The reaping announcement is scheduled to start in a few minutes and Tony, even though he knows they'll kill him when they wake up, isn't planning on waking up his wife or daughter. They don't need to see this, and if they ask later, he can give them his own watered-down version of whatever happens. They've been through enough, dealt with enough, watched this enough.
He can take it for all of them. No problem, no stress.
It'll be easier this way, Tony tells himself. It probably won't. Does that really matter, though?
The consequences of his actions are for him to deal with and him alone.
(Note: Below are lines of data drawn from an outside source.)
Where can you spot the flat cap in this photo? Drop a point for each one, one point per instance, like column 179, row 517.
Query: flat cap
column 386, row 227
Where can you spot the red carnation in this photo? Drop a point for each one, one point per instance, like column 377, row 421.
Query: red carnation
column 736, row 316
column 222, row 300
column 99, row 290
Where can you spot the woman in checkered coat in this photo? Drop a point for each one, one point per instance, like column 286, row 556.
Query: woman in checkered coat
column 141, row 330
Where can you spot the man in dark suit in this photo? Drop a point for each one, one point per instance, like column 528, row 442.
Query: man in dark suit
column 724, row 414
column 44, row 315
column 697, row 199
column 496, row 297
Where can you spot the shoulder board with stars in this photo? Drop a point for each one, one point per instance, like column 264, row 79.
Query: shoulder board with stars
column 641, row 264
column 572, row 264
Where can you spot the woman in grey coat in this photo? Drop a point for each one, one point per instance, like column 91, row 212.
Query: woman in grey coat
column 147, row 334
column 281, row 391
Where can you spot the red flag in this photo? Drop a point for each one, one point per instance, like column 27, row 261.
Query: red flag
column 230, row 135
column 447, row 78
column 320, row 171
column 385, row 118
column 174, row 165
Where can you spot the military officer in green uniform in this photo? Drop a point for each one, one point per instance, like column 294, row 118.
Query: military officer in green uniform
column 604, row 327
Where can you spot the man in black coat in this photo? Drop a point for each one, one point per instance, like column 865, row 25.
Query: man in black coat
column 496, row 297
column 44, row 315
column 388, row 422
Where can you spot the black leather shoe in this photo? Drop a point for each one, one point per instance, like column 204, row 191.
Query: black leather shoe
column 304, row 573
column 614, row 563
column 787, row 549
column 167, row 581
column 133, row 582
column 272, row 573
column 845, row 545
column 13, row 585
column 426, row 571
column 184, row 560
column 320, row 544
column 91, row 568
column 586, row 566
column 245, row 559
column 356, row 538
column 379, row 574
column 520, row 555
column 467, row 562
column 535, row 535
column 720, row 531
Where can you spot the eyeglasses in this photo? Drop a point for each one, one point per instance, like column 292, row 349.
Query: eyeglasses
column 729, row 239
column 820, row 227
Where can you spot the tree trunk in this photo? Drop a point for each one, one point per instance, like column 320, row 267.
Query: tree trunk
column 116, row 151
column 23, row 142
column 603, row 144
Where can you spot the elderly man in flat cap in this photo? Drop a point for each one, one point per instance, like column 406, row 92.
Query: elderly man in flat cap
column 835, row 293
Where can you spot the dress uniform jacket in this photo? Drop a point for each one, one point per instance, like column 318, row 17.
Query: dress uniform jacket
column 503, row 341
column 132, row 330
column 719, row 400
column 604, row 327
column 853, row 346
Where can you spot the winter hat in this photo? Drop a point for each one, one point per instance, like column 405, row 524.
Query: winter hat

Morgan and Pepper don't need to have a part in this.
Like it knows what he's thinking of, the Capitol seal blurs into being on the screen of their television set. The raw feeling of anger that fills his chest, hot and burning, is familiar- he feels it every time the people who did this to him are mentioned.
The Grandmaster, clad in blue-paint makeup, is the first to appear on the screen. Tony's been watching him since he was young, after he had replaced Flickerman, and he hates him. Thanos' first cowardly lackey, right up there in the front runners for gamespeople, and the second person on Tony's list of people to shoot.
His very personality is grating. Tony wants to wipe that smug grin off of his face.
"Good evening, everyone, and welcome to the pre-reaping announcements for the third Quarter Quell!" God, Tony despises his voice. "We're looking forward to a very eventful year, full of twists and turns and- hopefully- blood!" Sick bastard, like this stuff doesn't kill people and destroy families. Tony's met some of the other victors- the younger ones from the most bloody games- and he knows that he was lucky to get his year, to avoid the worst. The Games have gotten worse and worse over the last decade and, if Tony's impressions of the kid victors is accurate, they're all messed up in the head.
He listens, brooding, as the Grandmaster announces the lowering of the age requirements- they're sending babies in, dear God- and goes on and on about how excited he is. Like these aren't death traps. Like they aren't killing kids.
And then he gets into the Quell announcements and Tony almost passes out, because he can't catch every word without wanting to actually die. Reaping victors. Reaping victors. Reaping victors.
They've managed to lower the age requirements and bring the most deadly killers into the arena all together in one Games announcement. The kids' life expectancies are dropping as Tony's heartbeat elevates, because there are three District Eight Victors.
Tony and Morgan are two of them.
And Morgan is not going back into that arena.